If you vote for anyone other than Harris, you're voting for Trump:

you are viewing a single comment's thread
view the rest of the comments
[–] [email protected] 31 points 1 month ago* (last edited 1 month ago) (1 children)

The underlying fallacy, IMO, is that people think the purpose of elections is to send a message to the government, instead of choosing the government (and that all political problems can be solved by sending the right message).

The best way to approach an election is to determine the most likely scenario in which your vote would actually decide the outcome (which in practice means a choice between the two frontrunners in a FPTP system), and then consider what difference that would make in terms of actual policy (rather than symbolism).

And recognize that this alone won’t fix all the problems with government—that will require other types of involvement beyond voting.

[–] [email protected] 18 points 1 month ago (1 children)

Unfortunately, too many radicals on both sides have over-inflated senses of their own self importance. "We're sending a message!" Yeah, no, no you aren't.
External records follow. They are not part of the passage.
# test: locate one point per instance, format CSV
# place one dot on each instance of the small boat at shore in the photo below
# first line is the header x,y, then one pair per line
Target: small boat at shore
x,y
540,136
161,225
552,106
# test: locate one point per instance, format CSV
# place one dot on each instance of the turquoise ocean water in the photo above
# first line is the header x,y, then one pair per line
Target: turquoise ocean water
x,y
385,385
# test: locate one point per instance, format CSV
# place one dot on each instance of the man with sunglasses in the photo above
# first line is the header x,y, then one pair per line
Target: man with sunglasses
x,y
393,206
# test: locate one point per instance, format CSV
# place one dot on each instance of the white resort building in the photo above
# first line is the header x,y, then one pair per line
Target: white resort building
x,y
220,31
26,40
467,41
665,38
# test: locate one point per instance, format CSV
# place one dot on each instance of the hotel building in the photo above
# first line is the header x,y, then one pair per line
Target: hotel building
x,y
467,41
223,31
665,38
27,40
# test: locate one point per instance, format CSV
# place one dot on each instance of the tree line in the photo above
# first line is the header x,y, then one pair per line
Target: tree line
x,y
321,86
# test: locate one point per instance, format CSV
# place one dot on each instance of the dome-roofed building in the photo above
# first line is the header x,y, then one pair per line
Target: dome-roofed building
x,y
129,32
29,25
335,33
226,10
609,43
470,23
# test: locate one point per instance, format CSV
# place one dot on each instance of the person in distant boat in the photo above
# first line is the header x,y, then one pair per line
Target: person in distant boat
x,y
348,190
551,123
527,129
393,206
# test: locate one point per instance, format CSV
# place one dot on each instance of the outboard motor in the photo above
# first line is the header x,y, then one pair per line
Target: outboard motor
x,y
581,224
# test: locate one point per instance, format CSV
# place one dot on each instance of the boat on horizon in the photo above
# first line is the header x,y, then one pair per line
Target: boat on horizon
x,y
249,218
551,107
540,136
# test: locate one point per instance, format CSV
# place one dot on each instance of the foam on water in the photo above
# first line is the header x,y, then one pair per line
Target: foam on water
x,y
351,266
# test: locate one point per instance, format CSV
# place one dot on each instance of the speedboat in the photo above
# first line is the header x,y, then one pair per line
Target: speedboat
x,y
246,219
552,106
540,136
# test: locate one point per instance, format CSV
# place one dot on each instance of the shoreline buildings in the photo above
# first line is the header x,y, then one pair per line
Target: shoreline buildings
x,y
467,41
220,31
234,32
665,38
You're actively doing nothing in order to make yourself feel good. That's it.

[–] [email protected] 12 points 1 month ago (1 children)

On the nose. The ones screaming the loudest about Democrats supporting genocide. Or saying something stupid like blue Maga, trying to deflect from the fact that they themselves are the most maga like of any on the left. Culturally slave to Virtue signaling no matter how much it hurts them. Get an instant down vote.

If we're going to send them a message. We should be running against them at the local level across the nation. Or better yet, coopting the party and make our candidate theirs. 3rd party presidential candidates are an exercise in pyrrhic self flagellation.

[–] [email protected] 4 points 1 month ago

With the exception of Donald Trump, every single US President previously served as a Senator, or Governor, or a Major General, or Secretary of State, or Director of the CIA, or something. Some kind of higher office to prove their fitness in a political administrative role.

If we want a progressive president, we need progressive members of Congress and State Governors. Not only so we have an experienced candidates to put forward, but by having a significant representation people will just psychologically consider a progressive candidate to actually be viable.

And if we want progressive Governors and Congresspeople, we need progressive mayors and County Commissioners and Attorneys General to pull from. And if we want those, we need progressive City Council members and School Board members and all the other local elected offices.

These third party candidates with no real political experience shooting straight for President are so counterproductive, it's difficult to imagine they're anything but bad faith, intentional spoilers.